What are the benefits?

The benefits are many.

  • Less time is wasted when a change cause a (checkin) branch to be in a non-working state. Only the developer who committed the change will be notified that the change caused non-working source code in the repository. No other developer that use the repository will be bothered with the problem. Assuming that, if you double the number of developers, you double the number of integration problems, this will be of greater advantage to larger projects than to smaller projects.

  • It's easy to identify the problematic change. Since each change is validated independently of each other, it's very easy to identify the change that caused non-working source code to be in the repository and to identify whom is responsible for the change (and responsible for fixing the problem).

  • Heightened developer morale. By removing the broken build experiences, developers will have higher morale. This will also result in higher productivity.

Hardware requirements vs. level of protection

For large projects, a considerable amount of hardware may be required to have an acceptable performance of the Sin system. If you have the required hardware for it, I'd say build it all for every change. Building everything for every change gives you several benefits:

  • Developers will never again experience broken builds.

  • If the resulting binaries for each change are made accessible, you will save a lot of time when tracking down regressions. There is no need to retrieve several old versions of the source code and build them before they can be tested to find the exact change that caused the regression.

  • It will be even easier to track down regressions if big changes are rarely committed to the repository. It's much easier to locate a known bug in a 50 line change than in a 5000 line change. A 5000 line change is also much more likely to contain a bug than a 50 line change.

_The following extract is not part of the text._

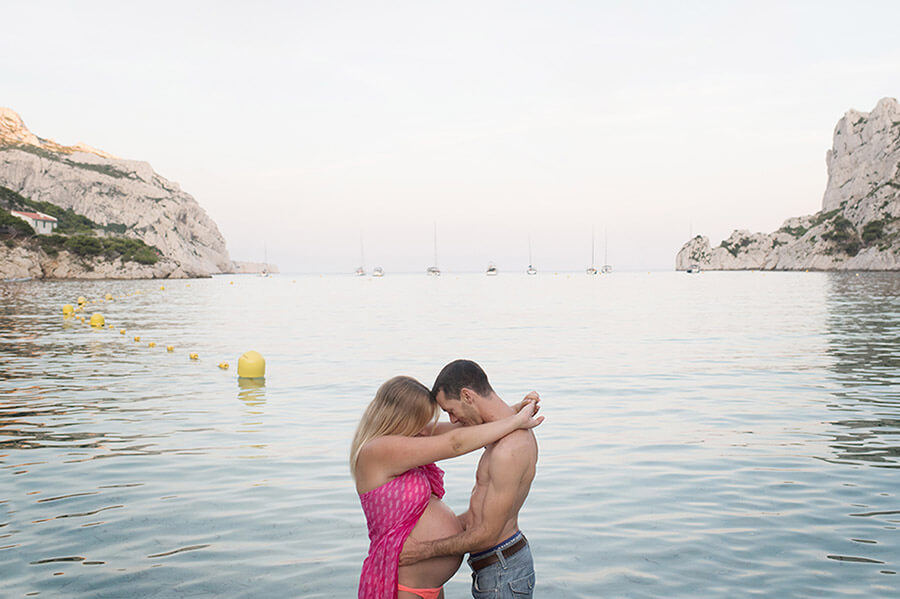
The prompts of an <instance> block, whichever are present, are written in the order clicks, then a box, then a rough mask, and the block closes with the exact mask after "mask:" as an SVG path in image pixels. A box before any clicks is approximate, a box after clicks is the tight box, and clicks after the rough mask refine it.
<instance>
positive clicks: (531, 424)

If acquiring adequate hardware is a problem, the source code can be split into smaller components and the Sin system can be set up to only verify the components which are modified by a given change. If this is done then there may be merged changes that cause the stable branches to be non-working and so developers may again experience broken builds, although there would likely be less of them. In essence, you trade protection for better performance of the Sin system with the same hardware. Another disadvantage of verifying only components that are modified by a particular change is the higher administrative overhead. The Sin system needs to know the boundaries of the different components and this is done by the developers setting Subversion metadata (properties) onto select directories which represents the roots of the components. A change that modifies a file or directory below a directory with a component property on it causes the Sin system to validate the component after the change is applied to it. Verifying on a component-by-component basis also add more requirements to the build system of the software. The build system must be able to receive a list of components and build and run tests for only those components and their dependencies.